Velocity Reviews

Velocity Reviews (http://www.velocityreviews.com/forums/index.php)
-   Python (http://www.velocityreviews.com/forums/f43-python.html)
-   -   A gnarly little python loop (http://www.velocityreviews.com/forums/t954405-a-gnarly-little-python-loop.html)

Roy Smith 11-10-2012 10:58 PM

A gnarly little python loop
 
I'm trying to pull down tweets with one of the many twitter APIs. The
particular one I'm using (python-twitter), has a call:

data = api.GetSearch(term="foo", page=page)

The way it works, you start with page=1. It returns a list of tweets.
If the list is empty, there are no more tweets. If the list is not
empty, you can try to get more tweets by asking for page=2, page=3, etc.
I've got:

page = 1
while 1:
r = api.GetSearch(term="foo", page=page)
if not r:
break
for tweet in r:
process(tweet)
page += 1

It works, but it seems excessively fidgety. Is there some cleaner way
to refactor this?

Ian Kelly 11-10-2012 11:17 PM

Re: A gnarly little python loop
 
On Sat, Nov 10, 2012 at 3:58 PM, Roy Smith <roy@panix.com> wrote:
> I'm trying to pull down tweets with one of the many twitter APIs. The
> particular one I'm using (python-twitter), has a call:
>
> data = api.GetSearch(term="foo", page=page)
>
> The way it works, you start with page=1. It returns a list of tweets.
> If the list is empty, there are no more tweets. If the list is not
> empty, you can try to get more tweets by asking for page=2, page=3, etc.
> I've got:
>
> page = 1
> while 1:
> r = api.GetSearch(term="foo", page=page)
> if not r:
> break
> for tweet in r:
> process(tweet)
> page += 1
>
> It works, but it seems excessively fidgety. Is there some cleaner way
> to refactor this?


I'd do something like this:

def get_tweets(term):
for page in itertools.count(1):
r = api.GetSearch(term, page)
if not r:
break
for tweet in r:
yield tweet

for tweet in get_tweets("foo"):
process(tweet)

Steven D'Aprano 11-11-2012 12:23 AM

Re: A gnarly little python loop
 
On Sat, 10 Nov 2012 17:58:14 -0500, Roy Smith wrote:

> The way it works, you start with page=1. It returns a list of tweets.
> If the list is empty, there are no more tweets. If the list is not
> empty, you can try to get more tweets by asking for page=2, page=3, etc.
> I've got:
>
> page = 1
> while 1:
> r = api.GetSearch(term="foo", page=page)
> if not r:
> break
> for tweet in r:
> process(tweet)
> page += 1
>
> It works, but it seems excessively fidgety. Is there some cleaner way
> to refactor this?



Seems clean enough to me. It does exactly what you need: loop until there
are no more tweets, process each tweet.

If you're allergic to nested loops, move the inner for-loop into a
function. Also you could get rid of the "if r: break".

page = 1
r = ["placeholder"]
while r:
r = api.GetSearch(term="foo", page=page)
process_all(tweets) # does nothing if r is empty
page += 1


Another way would be to use a for list for the outer loop.

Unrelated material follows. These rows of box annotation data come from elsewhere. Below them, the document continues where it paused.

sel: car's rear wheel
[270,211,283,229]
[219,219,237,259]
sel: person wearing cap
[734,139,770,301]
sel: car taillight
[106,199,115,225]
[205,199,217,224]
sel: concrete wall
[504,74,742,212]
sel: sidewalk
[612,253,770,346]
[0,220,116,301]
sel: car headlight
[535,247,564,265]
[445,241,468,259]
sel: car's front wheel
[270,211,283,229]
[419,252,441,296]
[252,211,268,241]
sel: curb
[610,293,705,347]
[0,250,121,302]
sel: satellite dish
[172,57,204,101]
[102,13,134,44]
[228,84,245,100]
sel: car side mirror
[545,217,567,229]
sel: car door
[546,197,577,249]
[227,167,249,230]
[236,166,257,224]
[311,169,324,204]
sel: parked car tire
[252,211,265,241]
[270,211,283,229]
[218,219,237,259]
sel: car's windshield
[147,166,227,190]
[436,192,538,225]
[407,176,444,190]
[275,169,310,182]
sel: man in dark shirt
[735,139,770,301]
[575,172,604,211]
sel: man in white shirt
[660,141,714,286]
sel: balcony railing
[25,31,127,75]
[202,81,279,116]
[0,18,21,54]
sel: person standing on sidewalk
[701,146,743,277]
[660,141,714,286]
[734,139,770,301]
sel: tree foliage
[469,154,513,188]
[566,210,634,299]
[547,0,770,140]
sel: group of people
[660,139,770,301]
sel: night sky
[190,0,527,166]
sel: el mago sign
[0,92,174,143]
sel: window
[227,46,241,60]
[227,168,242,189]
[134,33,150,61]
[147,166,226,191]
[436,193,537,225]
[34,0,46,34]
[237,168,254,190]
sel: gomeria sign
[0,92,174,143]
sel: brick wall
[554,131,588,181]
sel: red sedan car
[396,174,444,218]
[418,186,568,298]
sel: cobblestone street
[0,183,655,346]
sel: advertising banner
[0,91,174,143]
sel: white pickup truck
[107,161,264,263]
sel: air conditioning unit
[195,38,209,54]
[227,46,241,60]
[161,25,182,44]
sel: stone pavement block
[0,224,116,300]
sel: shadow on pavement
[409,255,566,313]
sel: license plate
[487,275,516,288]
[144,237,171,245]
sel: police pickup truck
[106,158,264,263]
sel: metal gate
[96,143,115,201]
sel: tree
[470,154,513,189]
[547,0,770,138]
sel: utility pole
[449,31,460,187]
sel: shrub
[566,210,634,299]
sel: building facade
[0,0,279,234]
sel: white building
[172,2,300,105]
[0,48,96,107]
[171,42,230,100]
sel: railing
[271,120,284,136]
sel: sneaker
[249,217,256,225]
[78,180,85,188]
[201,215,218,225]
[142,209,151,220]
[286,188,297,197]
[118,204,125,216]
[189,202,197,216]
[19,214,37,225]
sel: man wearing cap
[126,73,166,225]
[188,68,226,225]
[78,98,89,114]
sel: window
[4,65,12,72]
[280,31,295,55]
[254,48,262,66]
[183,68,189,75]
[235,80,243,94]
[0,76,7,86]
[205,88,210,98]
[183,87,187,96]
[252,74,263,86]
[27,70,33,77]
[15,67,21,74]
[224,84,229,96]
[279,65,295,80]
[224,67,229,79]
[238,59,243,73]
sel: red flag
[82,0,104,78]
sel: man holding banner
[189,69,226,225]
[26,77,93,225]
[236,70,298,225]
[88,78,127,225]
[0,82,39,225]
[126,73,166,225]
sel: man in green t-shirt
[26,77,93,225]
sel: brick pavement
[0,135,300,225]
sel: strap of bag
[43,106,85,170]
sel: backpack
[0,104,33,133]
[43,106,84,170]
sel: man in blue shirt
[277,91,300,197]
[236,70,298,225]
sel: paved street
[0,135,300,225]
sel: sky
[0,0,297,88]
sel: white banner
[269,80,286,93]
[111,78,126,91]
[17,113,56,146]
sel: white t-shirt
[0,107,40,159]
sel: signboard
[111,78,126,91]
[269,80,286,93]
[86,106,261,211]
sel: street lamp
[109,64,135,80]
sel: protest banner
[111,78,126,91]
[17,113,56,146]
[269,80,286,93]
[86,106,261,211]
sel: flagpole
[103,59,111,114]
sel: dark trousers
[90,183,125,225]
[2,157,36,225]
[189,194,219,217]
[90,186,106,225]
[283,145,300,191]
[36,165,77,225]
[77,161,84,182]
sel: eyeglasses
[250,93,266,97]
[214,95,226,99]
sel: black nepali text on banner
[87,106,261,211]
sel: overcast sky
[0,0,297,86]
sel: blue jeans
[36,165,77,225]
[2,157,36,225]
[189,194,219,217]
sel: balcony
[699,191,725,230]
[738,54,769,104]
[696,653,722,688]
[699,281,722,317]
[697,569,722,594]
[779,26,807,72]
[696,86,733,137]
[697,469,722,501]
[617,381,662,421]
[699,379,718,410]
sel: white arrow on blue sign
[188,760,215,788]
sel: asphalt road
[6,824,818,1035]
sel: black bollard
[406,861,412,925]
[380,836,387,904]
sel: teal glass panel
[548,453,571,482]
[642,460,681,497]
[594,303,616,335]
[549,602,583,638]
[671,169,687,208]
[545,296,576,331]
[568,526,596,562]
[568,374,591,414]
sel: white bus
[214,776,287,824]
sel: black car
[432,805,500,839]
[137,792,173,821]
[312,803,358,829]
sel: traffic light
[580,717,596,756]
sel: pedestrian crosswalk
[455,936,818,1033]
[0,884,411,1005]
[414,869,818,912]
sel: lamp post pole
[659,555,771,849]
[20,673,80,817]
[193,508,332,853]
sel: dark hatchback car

for page in xrange(1, sys.maxint):
r = api.GetSearch(term="foo", page=page)
if not r: break
process_all(r)



--
Steven

Steve Howell 11-11-2012 03:03 AM

Re: A gnarly little python loop
 
On Nov 10, 2:58*pm, Roy Smith <r...@panix.com> wrote:
> I'm trying to pull down tweets with one of the many twitter APIs. *The
> particular one I'm using (python-twitter), has a call:
>
> data = api.GetSearch(term="foo", page=page)
>
> The way it works, you start with page=1. *It returns a list of tweets..
> If the list is empty, there are no more tweets. *If the list is not
> empty, you can try to get more tweets by asking for page=2, page=3, etc.
> I've got:
>
> * * page = 1
> * * while 1:
> * * * * r = api.GetSearch(term="foo", page=page)
> * * * * if not r:
> * * * * * * break
> * * * * for tweet in r:
> * * * * * * process(tweet)
> * * * * page += 1
>
> It works, but it seems excessively fidgety. *Is there some cleaner way
> to refactor this?


I think your code is perfectly readable and clean, but you can flatten
it like so:

def get_tweets(term, get_page):
page_nums = itertools.count(1)
pages = itertools.imap(api.getSearch, page_nums)
valid_pages = itertools.takewhile(bool, pages)
tweets = itertools.chain.from_iterable(valid_pages)
return tweets

Stefan Behnel 11-11-2012 07:56 AM

Re: A gnarly little python loop
 
Steve Howell, 11.11.2012 04:03:
> On Nov 10, 2:58 pm, Roy Smith <r...@panix.com> wrote:
>> I'm trying to pull down tweets with one of the many twitter APIs. The
>> particular one I'm using (python-twitter), has a call:
>>
>> data = api.GetSearch(term="foo", page=page)
>>
>> The way it works, you start with page=1. It returns a list of tweets.
>> If the list is empty, there are no more tweets. If the list is not
>> empty, you can try to get more tweets by asking for page=2, page=3, etc.
>> I've got:
>>
>> page = 1
>> while 1:
>> r = api.GetSearch(term="foo", page=page)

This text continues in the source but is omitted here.